Elle lève le bras, puis l’abaisse, dans un mouvement mécanique, répétitif, implacable. Encore et encore jusqu’à ce que sa colère s’apaise enfin. Me laissant là, au milieu de la chambre, figé, le corps tétanisé par la douleur, cherchant désespérément l’air dont mes poumons rêvent en silence.

Je sais que demain, apparaîtront sous mon tee-shirt de larges hématomes sombres et violacés, de la taille de mon poing, et d’autres, plus discrets, marqueront mes jambes. Pourtant, malgré la violence du moment, je ne pense pas avoir les côtes fêlées ni de membre fracturé. C’est une maigre consolation.

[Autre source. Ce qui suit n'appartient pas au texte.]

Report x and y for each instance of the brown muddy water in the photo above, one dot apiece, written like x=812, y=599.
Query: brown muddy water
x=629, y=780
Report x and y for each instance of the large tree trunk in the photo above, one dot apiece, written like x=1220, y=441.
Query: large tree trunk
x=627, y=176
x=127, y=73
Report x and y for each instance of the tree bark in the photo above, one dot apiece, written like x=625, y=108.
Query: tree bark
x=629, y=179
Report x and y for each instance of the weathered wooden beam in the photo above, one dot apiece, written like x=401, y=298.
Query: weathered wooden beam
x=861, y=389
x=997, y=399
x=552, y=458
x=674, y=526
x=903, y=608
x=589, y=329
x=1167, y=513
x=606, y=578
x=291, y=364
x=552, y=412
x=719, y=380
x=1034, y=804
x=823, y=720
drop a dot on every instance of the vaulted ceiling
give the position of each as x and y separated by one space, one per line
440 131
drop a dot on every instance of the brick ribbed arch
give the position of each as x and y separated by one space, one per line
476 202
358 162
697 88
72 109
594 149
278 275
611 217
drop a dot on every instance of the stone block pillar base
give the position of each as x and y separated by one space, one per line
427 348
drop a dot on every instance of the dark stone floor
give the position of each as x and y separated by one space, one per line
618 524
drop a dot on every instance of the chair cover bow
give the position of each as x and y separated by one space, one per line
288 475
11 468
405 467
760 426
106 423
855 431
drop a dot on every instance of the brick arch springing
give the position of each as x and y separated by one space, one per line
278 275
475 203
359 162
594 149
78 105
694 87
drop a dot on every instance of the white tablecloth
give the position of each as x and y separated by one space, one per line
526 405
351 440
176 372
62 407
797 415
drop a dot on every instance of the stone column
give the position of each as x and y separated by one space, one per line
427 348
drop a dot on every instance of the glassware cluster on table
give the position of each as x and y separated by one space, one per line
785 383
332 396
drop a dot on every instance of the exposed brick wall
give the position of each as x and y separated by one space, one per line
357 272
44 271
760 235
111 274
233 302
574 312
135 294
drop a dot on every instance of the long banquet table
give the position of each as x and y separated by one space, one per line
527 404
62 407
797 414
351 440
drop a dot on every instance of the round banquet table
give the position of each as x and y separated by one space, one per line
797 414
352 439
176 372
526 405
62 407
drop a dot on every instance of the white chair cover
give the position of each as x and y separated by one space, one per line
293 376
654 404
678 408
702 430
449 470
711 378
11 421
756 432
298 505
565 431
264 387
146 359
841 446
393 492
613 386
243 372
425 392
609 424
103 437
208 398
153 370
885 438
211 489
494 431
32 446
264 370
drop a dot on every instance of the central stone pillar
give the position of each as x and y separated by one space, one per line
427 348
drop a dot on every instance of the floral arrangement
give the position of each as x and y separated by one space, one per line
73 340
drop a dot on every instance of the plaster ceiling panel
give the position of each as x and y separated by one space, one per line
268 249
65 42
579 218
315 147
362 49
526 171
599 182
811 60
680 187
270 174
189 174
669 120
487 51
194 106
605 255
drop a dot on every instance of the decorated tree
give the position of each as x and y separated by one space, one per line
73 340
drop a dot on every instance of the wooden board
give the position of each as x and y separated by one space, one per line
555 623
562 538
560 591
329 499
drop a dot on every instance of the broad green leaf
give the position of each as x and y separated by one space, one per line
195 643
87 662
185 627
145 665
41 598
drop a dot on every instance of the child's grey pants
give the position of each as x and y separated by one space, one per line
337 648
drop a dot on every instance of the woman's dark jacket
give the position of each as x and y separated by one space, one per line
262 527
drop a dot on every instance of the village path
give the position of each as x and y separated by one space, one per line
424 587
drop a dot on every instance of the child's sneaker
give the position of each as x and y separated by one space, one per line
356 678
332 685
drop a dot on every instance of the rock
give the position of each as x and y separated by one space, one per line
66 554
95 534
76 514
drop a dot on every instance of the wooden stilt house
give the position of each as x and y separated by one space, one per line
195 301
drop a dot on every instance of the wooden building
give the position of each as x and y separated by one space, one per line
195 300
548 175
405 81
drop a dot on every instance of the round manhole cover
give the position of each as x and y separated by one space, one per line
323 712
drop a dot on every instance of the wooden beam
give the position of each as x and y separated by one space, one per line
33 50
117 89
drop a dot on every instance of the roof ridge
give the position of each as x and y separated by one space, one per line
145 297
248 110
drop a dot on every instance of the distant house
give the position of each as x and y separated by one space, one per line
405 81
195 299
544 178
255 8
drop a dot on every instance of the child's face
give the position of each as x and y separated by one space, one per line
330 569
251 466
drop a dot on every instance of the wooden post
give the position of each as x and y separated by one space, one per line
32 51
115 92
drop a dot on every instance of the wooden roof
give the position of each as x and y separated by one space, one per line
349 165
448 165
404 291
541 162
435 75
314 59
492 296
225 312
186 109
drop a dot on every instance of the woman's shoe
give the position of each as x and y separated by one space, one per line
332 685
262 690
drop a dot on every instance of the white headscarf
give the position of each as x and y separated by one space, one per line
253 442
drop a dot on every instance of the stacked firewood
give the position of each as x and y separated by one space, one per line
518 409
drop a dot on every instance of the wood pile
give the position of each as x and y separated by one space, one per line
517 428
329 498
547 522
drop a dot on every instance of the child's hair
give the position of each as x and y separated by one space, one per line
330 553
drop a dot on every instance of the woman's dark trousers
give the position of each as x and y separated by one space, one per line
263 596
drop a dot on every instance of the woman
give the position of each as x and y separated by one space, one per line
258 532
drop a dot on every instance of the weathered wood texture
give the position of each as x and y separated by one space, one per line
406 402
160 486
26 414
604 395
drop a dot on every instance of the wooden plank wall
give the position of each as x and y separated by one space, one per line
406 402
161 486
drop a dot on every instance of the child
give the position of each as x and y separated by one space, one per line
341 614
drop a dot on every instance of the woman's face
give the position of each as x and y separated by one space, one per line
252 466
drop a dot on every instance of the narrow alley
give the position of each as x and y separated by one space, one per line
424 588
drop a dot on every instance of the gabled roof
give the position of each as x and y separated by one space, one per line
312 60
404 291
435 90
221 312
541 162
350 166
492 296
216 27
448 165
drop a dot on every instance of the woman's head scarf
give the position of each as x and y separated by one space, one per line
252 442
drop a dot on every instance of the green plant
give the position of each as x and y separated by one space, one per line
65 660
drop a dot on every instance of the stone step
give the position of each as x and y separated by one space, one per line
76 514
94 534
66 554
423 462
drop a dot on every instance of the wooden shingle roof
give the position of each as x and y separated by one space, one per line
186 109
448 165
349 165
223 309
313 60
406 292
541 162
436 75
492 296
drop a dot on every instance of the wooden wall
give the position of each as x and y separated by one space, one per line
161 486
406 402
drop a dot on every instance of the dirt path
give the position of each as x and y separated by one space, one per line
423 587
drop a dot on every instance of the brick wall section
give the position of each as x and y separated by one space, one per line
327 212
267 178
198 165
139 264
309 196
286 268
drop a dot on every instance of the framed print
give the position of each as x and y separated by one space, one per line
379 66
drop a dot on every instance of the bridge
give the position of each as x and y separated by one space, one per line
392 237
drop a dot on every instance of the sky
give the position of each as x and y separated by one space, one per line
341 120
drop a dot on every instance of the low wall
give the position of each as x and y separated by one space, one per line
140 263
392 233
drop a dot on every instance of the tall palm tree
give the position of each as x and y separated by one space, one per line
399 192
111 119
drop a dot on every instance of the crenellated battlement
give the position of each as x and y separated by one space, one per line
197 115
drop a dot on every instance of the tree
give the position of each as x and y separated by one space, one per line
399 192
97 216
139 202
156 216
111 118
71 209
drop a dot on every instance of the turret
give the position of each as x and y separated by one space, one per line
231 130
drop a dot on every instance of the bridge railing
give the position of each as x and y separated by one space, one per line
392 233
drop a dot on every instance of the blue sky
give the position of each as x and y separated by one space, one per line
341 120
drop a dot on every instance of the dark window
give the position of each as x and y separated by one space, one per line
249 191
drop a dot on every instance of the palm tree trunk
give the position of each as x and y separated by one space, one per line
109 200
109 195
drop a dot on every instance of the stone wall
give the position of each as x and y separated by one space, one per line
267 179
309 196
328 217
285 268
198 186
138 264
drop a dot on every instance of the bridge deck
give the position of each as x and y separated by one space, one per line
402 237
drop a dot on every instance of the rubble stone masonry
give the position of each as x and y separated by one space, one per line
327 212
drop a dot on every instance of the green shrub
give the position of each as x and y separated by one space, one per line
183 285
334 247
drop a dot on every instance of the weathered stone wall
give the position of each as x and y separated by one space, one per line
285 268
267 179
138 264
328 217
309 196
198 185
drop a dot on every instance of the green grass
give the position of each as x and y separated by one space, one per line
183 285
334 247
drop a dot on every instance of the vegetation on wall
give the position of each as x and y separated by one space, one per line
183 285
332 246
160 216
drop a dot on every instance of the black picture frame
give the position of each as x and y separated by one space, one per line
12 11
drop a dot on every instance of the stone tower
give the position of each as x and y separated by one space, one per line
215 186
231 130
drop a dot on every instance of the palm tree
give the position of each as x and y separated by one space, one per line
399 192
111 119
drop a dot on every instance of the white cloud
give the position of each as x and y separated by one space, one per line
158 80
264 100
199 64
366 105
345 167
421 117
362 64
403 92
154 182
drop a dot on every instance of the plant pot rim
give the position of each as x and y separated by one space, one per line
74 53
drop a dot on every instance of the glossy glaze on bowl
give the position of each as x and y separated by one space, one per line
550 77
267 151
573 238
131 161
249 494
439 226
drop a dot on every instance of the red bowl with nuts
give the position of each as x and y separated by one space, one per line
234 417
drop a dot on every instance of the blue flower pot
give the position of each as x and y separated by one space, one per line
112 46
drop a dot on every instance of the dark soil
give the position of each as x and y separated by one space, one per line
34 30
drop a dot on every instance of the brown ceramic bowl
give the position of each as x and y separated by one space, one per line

Ce qui me gêne le plus lorsqu’elle me blesse, c’est la difficulté de trouver une explication crédible à fournir à tous ces petits curieux du collège qui me questionnent sur la manière dont je me suis blessé. Bien sûr, je trouve toujours une anecdote inexistante mais crédible à leur raconter du genre “je suis tombé d’un arbre en grimpant dessus” ou encore “j’ai glissé du perron”.

Me taire semble parfois être une épreuve insoutenable. Le silence pèse sur moi et mes émotions, confuses et tumultueuses, s’entremêlent jusqu’à brouiller les paroles de mes amis. La plupart du temps, lorsqu’ils me demandent simplement comment je vais, je sens monter en moi une brusque irritation que je ne parviens pas à contrôler. Je repousse alors ceux qui tentent de m’approcher, comme si mon cœur me murmurait que tout serait plus facile à supporter si personne ne s’intéresse à moi.